Claimants and their solicitors are keen to obtain as much information as possible about defendants’ insurance arrangements but what is an insured defendant obliged to disclose about their private insurance arrangements?
When a potential defendant receives notification of a claim, the individual or company concerned are required to forward details to their professional indemnity insurers pursuant to the terms of the insurance policy. They will invariably be reminded of their need to do this by the claimant or their solicitors. In addition, a claimant will often seek details of their insurance - in particular the name of their insurer and the limit of indemnity. Given the potential prejudice or tactical disadvantage that responding to such a request may cause, is the disclosure request valid (and should it therefore be complied with) or is it just a fishing trip?
Does legislation require it?
In December 2009 the UK introduced the Provision of Services Regulations 2009, which implemented a new European directive. This required the majority of businesses and significantly, a number of professional service providers, to provide details of their compulsory indemnity insurance (namely the contact details of the insurers and the territorial coverage of the insurance). However, although some claimant solicitors may refer to this in support of their insurance information requests, the Regulations do not apply to healthcare services (ie, individuals and organisations directly providing healthcare). Accordingly, details should not be disclosed under the mistaken belief that it is a legal requirement to do so.
What have the courts said?
Details of a defendant’s insurance arrangements have usually been considered (with the odd exception) to be a private matter between an insurer and its insured.
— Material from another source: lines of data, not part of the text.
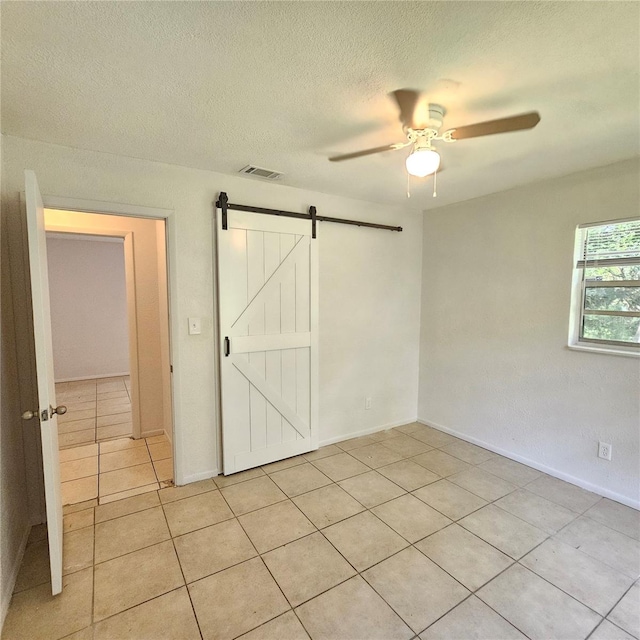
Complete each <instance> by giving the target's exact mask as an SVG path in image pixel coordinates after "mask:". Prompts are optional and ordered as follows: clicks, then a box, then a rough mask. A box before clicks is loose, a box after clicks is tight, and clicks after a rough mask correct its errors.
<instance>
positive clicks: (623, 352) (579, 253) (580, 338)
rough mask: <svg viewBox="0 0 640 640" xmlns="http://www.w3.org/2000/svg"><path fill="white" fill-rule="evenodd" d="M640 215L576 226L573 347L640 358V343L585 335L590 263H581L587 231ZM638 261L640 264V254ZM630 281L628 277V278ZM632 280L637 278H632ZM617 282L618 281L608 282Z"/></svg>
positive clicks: (570, 311) (594, 352) (601, 313)
mask: <svg viewBox="0 0 640 640" xmlns="http://www.w3.org/2000/svg"><path fill="white" fill-rule="evenodd" d="M638 220H640V218H638V217H637V216H634V217H632V218H622V219H619V220H605V221H602V222H593V223H586V224H581V225H578V226H577V227H576V230H575V237H574V252H573V262H572V284H571V307H570V312H569V343H568V347H569V349H576V350H580V351H591V352H594V353H607V354H610V355H618V356H630V357H634V358H640V343H638V346H635V345H630V344H628V343H624V342H619V341H616V340H598V339H596V338H584V337H582V336H581V335H580V334H581V329H582V326H583V317H584V315H585V314H584V304H585V289H586V282H587V281H586V280H585V279H584V277H583V272H584V269H585V268H586V266H582V267H579V266H577V265H578V263H579V262H580V261H582V260H584V243H585V235H586V233H587V230H588V229H589V228H590V227H600V226H605V225H607V224H620V223H623V222H632V221H638ZM638 264H640V258H638ZM625 282H626V281H625ZM630 282H636V281H635V280H632V281H630ZM604 286H614V285H604ZM592 315H615V316H625V315H629V314H628V313H625V312H620V313H609V314H606V313H605V314H603V313H598V314H592Z"/></svg>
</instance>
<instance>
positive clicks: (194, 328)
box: [189, 318, 202, 336]
mask: <svg viewBox="0 0 640 640" xmlns="http://www.w3.org/2000/svg"><path fill="white" fill-rule="evenodd" d="M201 333H202V323H201V322H200V318H189V335H190V336H197V335H200V334H201Z"/></svg>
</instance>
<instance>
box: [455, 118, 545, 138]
mask: <svg viewBox="0 0 640 640" xmlns="http://www.w3.org/2000/svg"><path fill="white" fill-rule="evenodd" d="M538 122H540V114H539V113H538V112H537V111H530V112H529V113H523V114H521V115H519V116H511V117H510V118H500V119H498V120H488V121H487V122H478V123H477V124H469V125H466V126H464V127H457V128H455V129H451V138H452V140H465V139H466V138H479V137H480V136H490V135H493V134H494V133H508V132H509V131H523V130H525V129H533V127H535V126H536V125H537V124H538Z"/></svg>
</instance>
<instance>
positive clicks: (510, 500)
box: [3, 424, 640, 640]
mask: <svg viewBox="0 0 640 640" xmlns="http://www.w3.org/2000/svg"><path fill="white" fill-rule="evenodd" d="M153 446H154V445H153V444H150V445H148V447H147V448H148V449H149V450H150V449H151V447H153ZM105 455H108V454H105ZM127 455H131V456H133V457H132V458H131V460H133V462H134V466H135V463H136V462H138V460H137V459H136V458H135V456H136V455H137V454H127ZM64 527H65V537H64V567H65V569H64V572H65V578H64V582H65V588H64V591H63V593H62V595H61V596H58V597H56V598H52V597H51V595H50V587H49V585H48V584H47V580H48V575H47V573H48V566H47V563H48V560H47V543H46V540H45V537H44V536H45V535H46V532H45V531H44V529H43V528H42V527H36V528H34V530H33V532H32V536H31V539H30V544H29V546H28V547H27V552H26V555H25V559H24V562H23V564H22V568H21V571H20V575H19V577H18V582H17V584H16V590H15V593H14V596H13V600H12V603H11V606H10V609H9V613H8V616H7V620H6V623H5V630H4V634H3V638H4V639H5V640H13V639H15V638H29V639H30V640H37V639H39V638H49V639H51V640H57V639H58V638H63V637H67V638H69V639H70V638H73V639H74V640H88V639H93V640H105V639H107V638H108V639H114V638H118V639H125V638H133V639H140V638H153V639H154V640H156V639H160V638H194V639H197V638H204V639H210V638H211V639H213V638H215V639H219V640H230V639H232V638H237V637H242V638H243V639H244V640H258V639H263V640H264V639H274V640H282V639H285V638H287V639H291V640H295V639H304V638H307V639H308V638H309V637H311V638H312V639H313V640H325V639H326V640H349V639H353V640H369V639H373V638H379V639H384V640H392V639H394V638H399V639H406V640H410V639H412V638H413V639H417V638H420V639H421V640H436V639H439V640H443V639H451V640H463V639H467V638H483V639H486V640H500V639H517V638H527V637H528V638H539V639H544V640H551V639H562V640H578V639H584V638H590V640H606V639H617V640H624V639H627V640H629V639H632V638H640V586H639V583H638V577H639V575H640V514H639V513H638V512H637V511H635V510H633V509H630V508H628V507H625V506H623V505H621V504H618V503H615V502H612V501H611V500H608V499H604V498H601V497H600V496H597V495H595V494H593V493H589V492H587V491H584V490H583V489H580V488H578V487H575V486H573V485H570V484H567V483H565V482H562V481H560V480H557V479H555V478H551V477H549V476H546V475H544V474H541V473H539V472H537V471H535V470H533V469H530V468H528V467H525V466H523V465H521V464H518V463H516V462H513V461H510V460H507V459H506V458H502V457H500V456H497V455H495V454H493V453H491V452H488V451H486V450H483V449H480V448H478V447H475V446H473V445H469V444H467V443H463V442H461V441H458V440H456V439H455V438H452V437H451V436H449V435H447V434H444V433H442V432H439V431H436V430H434V429H431V428H428V427H424V426H421V425H418V424H411V425H406V426H404V427H400V428H397V429H393V430H391V431H387V432H381V433H378V434H374V435H372V436H367V437H364V438H357V439H354V440H350V441H346V442H342V443H339V444H338V445H331V446H328V447H325V448H323V449H320V450H318V451H315V452H313V453H310V454H307V455H304V456H299V457H297V458H292V459H289V460H283V461H281V462H277V463H274V464H272V465H269V466H266V467H262V468H259V469H252V470H250V471H246V472H243V473H240V474H236V475H233V476H229V477H223V476H219V477H217V478H215V479H213V480H204V481H202V482H198V483H195V484H190V485H187V486H184V487H171V488H165V489H161V490H159V491H151V492H148V493H144V494H142V495H138V496H135V497H130V498H127V499H123V500H117V501H114V502H111V503H109V504H103V505H99V506H94V504H93V502H89V503H84V504H79V505H74V506H73V507H67V508H65V517H64Z"/></svg>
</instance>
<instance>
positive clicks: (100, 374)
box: [55, 371, 130, 384]
mask: <svg viewBox="0 0 640 640" xmlns="http://www.w3.org/2000/svg"><path fill="white" fill-rule="evenodd" d="M128 375H130V373H129V372H128V371H125V372H124V373H101V374H100V375H97V376H79V377H77V378H61V379H60V380H56V381H55V382H56V384H58V383H60V382H80V381H81V380H99V379H101V378H122V376H128Z"/></svg>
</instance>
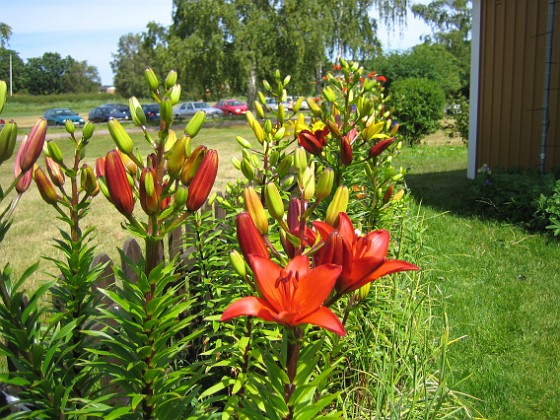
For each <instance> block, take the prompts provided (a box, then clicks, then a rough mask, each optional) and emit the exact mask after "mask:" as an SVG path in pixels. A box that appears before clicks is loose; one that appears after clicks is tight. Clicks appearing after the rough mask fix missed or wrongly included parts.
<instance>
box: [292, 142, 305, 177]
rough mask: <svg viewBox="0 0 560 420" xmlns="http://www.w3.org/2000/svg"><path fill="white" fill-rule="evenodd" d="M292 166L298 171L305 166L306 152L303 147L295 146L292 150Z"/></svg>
mask: <svg viewBox="0 0 560 420" xmlns="http://www.w3.org/2000/svg"><path fill="white" fill-rule="evenodd" d="M294 166H295V168H296V169H297V170H298V172H302V171H304V170H305V168H307V153H305V149H304V148H303V147H300V146H298V147H296V150H295V151H294Z"/></svg>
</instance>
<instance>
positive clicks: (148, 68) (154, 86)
mask: <svg viewBox="0 0 560 420" xmlns="http://www.w3.org/2000/svg"><path fill="white" fill-rule="evenodd" d="M144 76H145V77H146V82H148V86H149V87H150V89H151V90H153V91H156V90H157V89H158V87H159V80H158V78H157V76H156V73H155V72H154V71H153V70H152V68H150V67H146V69H145V70H144Z"/></svg>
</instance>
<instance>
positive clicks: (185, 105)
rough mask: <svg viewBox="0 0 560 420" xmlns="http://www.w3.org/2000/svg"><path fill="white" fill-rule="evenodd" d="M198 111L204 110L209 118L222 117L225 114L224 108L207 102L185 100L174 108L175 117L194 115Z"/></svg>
mask: <svg viewBox="0 0 560 420" xmlns="http://www.w3.org/2000/svg"><path fill="white" fill-rule="evenodd" d="M198 111H204V112H205V113H206V116H207V117H209V118H216V117H221V116H223V115H224V113H223V112H222V110H220V109H218V108H214V107H213V106H210V105H208V104H207V103H206V102H183V103H180V104H177V105H176V106H175V107H174V108H173V115H175V118H179V119H181V118H184V117H188V116H189V115H194V114H195V113H197V112H198Z"/></svg>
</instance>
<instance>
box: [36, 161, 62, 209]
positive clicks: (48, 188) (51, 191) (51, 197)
mask: <svg viewBox="0 0 560 420" xmlns="http://www.w3.org/2000/svg"><path fill="white" fill-rule="evenodd" d="M33 179H34V180H35V183H36V184H37V189H38V190H39V193H40V194H41V197H42V198H43V200H45V203H47V204H50V205H54V204H56V203H57V202H58V200H60V196H59V195H58V194H57V192H56V190H55V189H54V185H53V184H52V182H51V181H50V180H49V177H48V176H47V174H45V172H44V171H43V170H42V169H41V168H39V167H37V168H36V169H35V171H33Z"/></svg>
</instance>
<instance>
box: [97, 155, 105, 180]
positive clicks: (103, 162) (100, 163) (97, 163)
mask: <svg viewBox="0 0 560 420" xmlns="http://www.w3.org/2000/svg"><path fill="white" fill-rule="evenodd" d="M95 174H96V175H97V177H98V178H104V177H105V158H104V157H100V158H97V160H96V161H95Z"/></svg>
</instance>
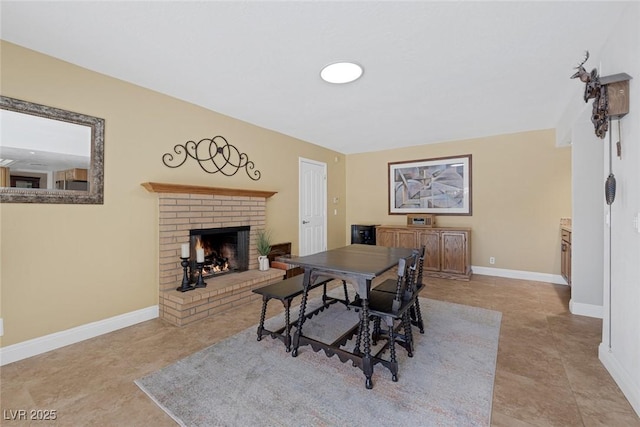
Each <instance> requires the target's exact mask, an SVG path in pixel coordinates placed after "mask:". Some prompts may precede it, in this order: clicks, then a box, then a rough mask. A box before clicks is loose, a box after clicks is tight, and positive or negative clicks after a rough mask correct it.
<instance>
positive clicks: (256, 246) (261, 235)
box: [256, 230, 271, 271]
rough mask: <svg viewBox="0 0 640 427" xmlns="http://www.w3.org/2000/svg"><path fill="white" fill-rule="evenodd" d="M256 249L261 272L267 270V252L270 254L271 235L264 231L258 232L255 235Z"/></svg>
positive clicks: (261, 230) (266, 231)
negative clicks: (257, 250) (255, 236)
mask: <svg viewBox="0 0 640 427" xmlns="http://www.w3.org/2000/svg"><path fill="white" fill-rule="evenodd" d="M256 249H258V263H259V269H260V270H261V271H264V270H268V269H269V258H267V255H269V252H271V234H270V233H269V232H268V231H266V230H258V234H257V235H256Z"/></svg>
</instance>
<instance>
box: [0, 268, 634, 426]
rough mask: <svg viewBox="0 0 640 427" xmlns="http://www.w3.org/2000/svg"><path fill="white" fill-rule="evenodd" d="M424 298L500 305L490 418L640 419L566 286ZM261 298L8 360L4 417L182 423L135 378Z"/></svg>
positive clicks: (194, 347)
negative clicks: (204, 313)
mask: <svg viewBox="0 0 640 427" xmlns="http://www.w3.org/2000/svg"><path fill="white" fill-rule="evenodd" d="M316 291H319V290H316ZM316 291H314V292H316ZM422 296H425V297H428V298H432V299H438V300H445V301H450V302H455V303H460V304H466V305H472V306H479V307H484V308H489V309H493V310H498V311H501V312H502V314H503V317H502V326H501V332H500V343H499V349H498V360H497V369H496V379H495V387H494V396H493V411H492V423H491V424H492V426H509V427H514V426H516V427H517V426H640V419H639V418H638V416H637V414H636V413H635V412H634V411H633V408H632V407H631V405H630V404H629V402H628V401H627V400H626V399H625V397H624V395H623V394H622V392H621V391H620V389H619V388H618V387H617V385H616V384H615V382H614V381H613V380H612V378H611V376H610V375H609V374H608V372H607V371H606V370H605V369H604V367H603V366H602V364H601V363H600V361H599V360H598V345H599V344H600V339H601V327H602V321H601V320H599V319H593V318H589V317H583V316H574V315H571V314H570V313H569V311H568V304H569V299H570V289H569V288H568V287H567V286H559V285H551V284H547V283H540V282H531V281H525V280H512V279H504V278H499V277H492V276H481V275H474V276H473V278H472V280H471V281H470V282H459V281H451V280H440V279H429V281H428V286H427V288H426V289H425V291H423V294H422ZM260 304H261V303H260V301H256V302H253V303H250V304H247V305H246V306H243V307H240V308H239V309H237V311H235V313H234V315H233V316H229V315H225V316H219V317H213V318H209V319H205V320H202V321H199V322H196V323H194V324H191V325H188V326H184V327H182V328H179V327H175V326H172V325H170V324H168V323H165V322H163V321H161V320H159V319H155V320H151V321H148V322H144V323H141V324H138V325H135V326H132V327H129V328H125V329H122V330H119V331H115V332H112V333H110V334H107V335H103V336H100V337H97V338H93V339H90V340H87V341H84V342H81V343H78V344H74V345H71V346H67V347H64V348H61V349H58V350H54V351H51V352H48V353H45V354H42V355H39V356H35V357H32V358H29V359H26V360H22V361H19V362H15V363H12V364H9V365H6V366H3V367H1V368H0V383H1V386H0V393H1V394H0V408H1V409H2V418H0V424H1V425H3V426H10V425H19V426H25V425H30V423H29V422H25V421H11V420H9V419H7V418H11V414H12V412H10V411H16V410H19V409H26V410H30V409H41V410H55V411H56V414H57V422H56V423H55V424H56V425H68V426H92V425H95V426H148V425H153V426H155V427H161V426H175V425H176V424H175V422H174V421H173V420H172V419H171V418H170V417H169V416H168V415H166V414H165V413H164V412H163V411H162V410H161V409H159V408H158V407H157V406H156V405H155V404H154V403H153V402H152V401H151V400H150V399H149V398H148V397H147V396H146V395H145V394H144V393H143V392H142V391H140V389H138V387H137V386H136V385H135V384H134V383H133V381H134V380H135V379H136V378H139V377H142V376H144V375H146V374H149V373H151V372H153V371H155V370H157V369H159V368H162V367H163V366H165V365H168V364H170V363H172V362H175V361H177V360H178V359H180V358H183V357H185V356H187V355H189V354H191V353H193V352H195V351H197V350H200V349H202V348H204V347H206V346H209V345H211V344H213V343H216V342H218V341H220V340H222V339H224V338H226V337H228V336H230V335H232V334H235V333H236V332H239V331H241V330H243V329H245V328H247V327H249V326H252V325H254V324H256V323H257V321H258V319H259V313H260V312H259V310H260ZM270 306H271V307H270V311H269V313H268V314H269V315H273V314H276V313H277V312H278V311H279V310H280V309H281V305H280V304H270ZM277 306H280V307H277ZM195 398H197V396H194V399H195ZM13 414H15V412H13ZM47 424H49V423H45V422H32V423H31V425H38V426H43V425H47Z"/></svg>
The courts have been mindful that disclosure of this information could cause serious prejudice to a defendant (West London Pipeline and Storage Ltd v Total UK Ltd). Further, as the Law Commission has highlighted, a claimant must take a defendant as he finds him. This means that the claimant must face the same risk as anyone else in coming to a view about whether the person or body against whom they consider they have a claim, has the ability to pay. Even if the defendant is insured, there may have been breaches of the insurance policy by the defendant insured which render the insurance contract void. The mere existence of insurance is not necessarily a guarantee that a defendant is good for the money: these are private contractual matters. Accordingly, the courts have been reluctant to interfere too greatly but a recent decision in 2013 is noteworthy.
Although not relevant to all, few healthcare professionals and providers will fail to have heard of the group litigation being pursued by a significant number of women against (among others) various private health care providers for damages arising out of the provision of defective breast implants produced by a French company. As part of the PIP breast implant litigation (XYZ v Various (2013)), the issue of a defendant disclosing insurance details was raised at an early interim application before the courts.
A number of the claimants involved in the group litigation applied for an order that one of the defendant health care providers, Transform Medical Group (CS) Ltd (Transform), disclose additional insurance details. The claimants were concerned that Transform would have insufficient insurance (and accordingly funds) to (i) fund its own participation in the litigation to the end of trial, (ii) meet any orders for damages/compensation, and (iii) meet any orders to pay the claimants’ costs. As one of the other defendant health care providers (Harley Medical Group) had gone into liquidation earlier in the litigation, the claimants’ view was understandable. The application to the court sought information “as to the nature and extent of [Transform’s] liability insurance cover ... and/or that it do serve a copy of the relevant insurance policy documents”. It was argued that the court could make such an order under its powers as permitted by the Civil Procedure Rules (CPR), namely (a) its case management powers (under CPR 3.1(2)) and/or (b) its powers to order further information/clarification of any matter which is in dispute in the proceedings (under CPR 18).
Mrs Justice Thirwall DBE did not consider that the court’s powers relating to further information were sufficient for the applicant to rely on as the insurance position did not form part of the actual dispute (ie, the legal or factual issues). In contrast though, the judge decided that the case management rule did apply as the information would also assist the court in effectively and proportionately managing the case in accordance with the overriding objective that applies to all litigation. In accordance with CPR 3.1(2), Mrs Justice Thirlwall DBE ordered Transform to provide a witness statement or statements detailing whether the company has adequate insurance to fund its participation in the litigation to the completion of a trial and any subsequent appeal. She concluded such disclosure would not give the claimants an “unfair advantage”, or prejudice Transform but would enable more appropriate and cost effective case management. She did not however require disclosure of the policy documents nor evidence that Transform had sufficient insurance to meet any order for damages or the claimants’ costs in due course. The ability to enforce a judgment was not considered to be an issue affecting case management.
An unfounded fishing trip?
While this case has not set a clear precedent that defendants must routinely provide detailed insurance information, it clearly demonstrates that where the court will also benefit from the knowledge it will order its disclosure. This is particularly relevant in the aftermath of Lord Jackson’s reforms of the civil justice system where proportionate legal costs are critical. However, while claimants will inevitably seek to utilise the caselaw to support their requests, insureds should not disclose any more insurance information than necessary and certainly not do so without their insurers’ consent.